林野宏『BQ 次代を生き抜く新しい能力』(プレジデント社)
企業とは、いったい何のために存在しているのでしょうか。
一般的に企業に課せられている役割は、顧客や社員を満足させたり、企業価値を向上させて株主に報いることを通して社会貢献することだといわれています。
こうした認識は間違っていないかもしれませんが、私には、企業の本質は「価値創造」と「顧客創造」にあると説いたドラッカーの考えのほうがしっくりとなじみます。
ドラッカーは、組織は世のため人のために存在すると定義して、顧客こそが企業の存在理由だと言いました。ひるがえって、いまの日本の社会はどうでしょうか。残念ながら、利益の追求や企業価値の最大化を企業目的としている経営者が多く、ドラッカーの教えとはズレがある気がしてなりません。
もちろん顧客志向の企業も、利益を追求します。しかし、利益は目的ではなく、目的を実現するための手段にすぎません。そのため顧客志向の企業は、利益水準も適切なものになります。

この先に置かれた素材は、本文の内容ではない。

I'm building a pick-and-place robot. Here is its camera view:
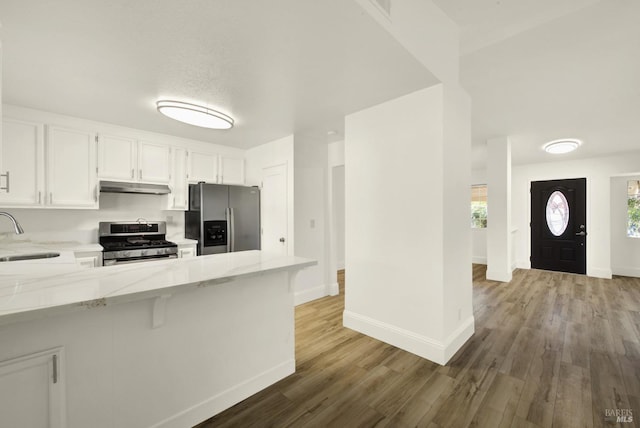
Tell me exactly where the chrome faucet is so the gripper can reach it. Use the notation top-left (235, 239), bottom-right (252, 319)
top-left (0, 211), bottom-right (24, 235)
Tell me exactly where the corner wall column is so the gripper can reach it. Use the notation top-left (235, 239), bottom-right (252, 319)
top-left (487, 137), bottom-right (512, 282)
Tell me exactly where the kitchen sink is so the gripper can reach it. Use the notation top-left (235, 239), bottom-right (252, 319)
top-left (0, 253), bottom-right (60, 262)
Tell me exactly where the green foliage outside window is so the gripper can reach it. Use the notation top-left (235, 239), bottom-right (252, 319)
top-left (627, 194), bottom-right (640, 238)
top-left (471, 202), bottom-right (487, 229)
top-left (471, 184), bottom-right (487, 229)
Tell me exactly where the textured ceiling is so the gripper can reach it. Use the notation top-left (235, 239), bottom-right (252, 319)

利益を目的とするのか、それとも顧客を目的とするのか。その設定を間違えると大変です。社員が満足感と働きがいを感じられる目的を設定できれば、企業は人々の生活を豊かにする価値の源となります。しかし、それができないと、個人の疎外感と欲求不満を増す源になってしまう。社会における企業の存在価値を左右するのは、経営者のフィロソフィー次第といえるでしょう。

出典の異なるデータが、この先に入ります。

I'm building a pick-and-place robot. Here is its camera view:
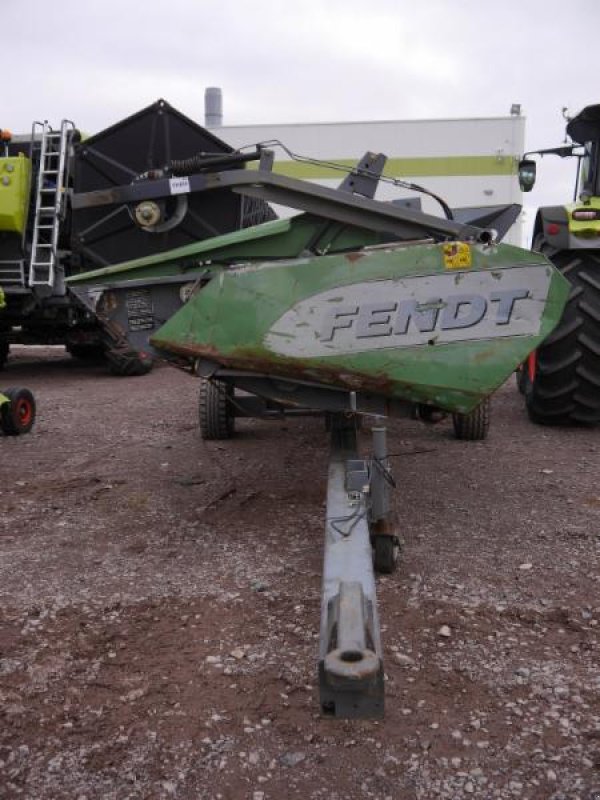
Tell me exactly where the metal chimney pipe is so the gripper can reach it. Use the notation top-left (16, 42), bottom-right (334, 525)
top-left (204, 86), bottom-right (223, 128)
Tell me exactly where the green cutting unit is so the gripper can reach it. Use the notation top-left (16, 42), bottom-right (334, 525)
top-left (69, 148), bottom-right (569, 718)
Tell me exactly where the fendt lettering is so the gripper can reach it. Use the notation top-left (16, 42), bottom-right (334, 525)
top-left (319, 288), bottom-right (529, 342)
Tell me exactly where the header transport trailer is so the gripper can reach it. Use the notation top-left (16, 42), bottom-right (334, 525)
top-left (0, 100), bottom-right (274, 374)
top-left (69, 147), bottom-right (568, 718)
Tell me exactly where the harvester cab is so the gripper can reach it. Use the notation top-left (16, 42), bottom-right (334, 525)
top-left (517, 105), bottom-right (600, 425)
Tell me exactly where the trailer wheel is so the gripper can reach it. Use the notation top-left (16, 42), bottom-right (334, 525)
top-left (452, 397), bottom-right (491, 442)
top-left (0, 389), bottom-right (36, 436)
top-left (524, 248), bottom-right (600, 425)
top-left (198, 378), bottom-right (235, 441)
top-left (372, 533), bottom-right (400, 575)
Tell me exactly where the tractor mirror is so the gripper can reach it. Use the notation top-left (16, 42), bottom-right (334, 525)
top-left (519, 158), bottom-right (536, 192)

ドラッカーは、マネジメントについえもユニークな解釈をしていました。一般的にマネジメントは、組織運営の知識やスキルとしてとらえられることが多いと思います。
しかしドラッカーは、マネジメントを「教養」として位置づけました。したがってマネジメントの地位にある人は、心理学や哲学、倫理学、経済学、歴史など、自然科学から社会科学、人文科学の幅広い知識と洞察を必要とするというのです。
これは大いに納得です。企業における人間軽視の傾向に歯止めをかけるには、教養ありきのマネジメントが必要です。企業存続のための利益を引き出すことは大切ですが、いくら設けたのかを競うのは、マネジメントのように見えてマネジメントではないのです。また、マネジメントの本質は「責任」とも言っています。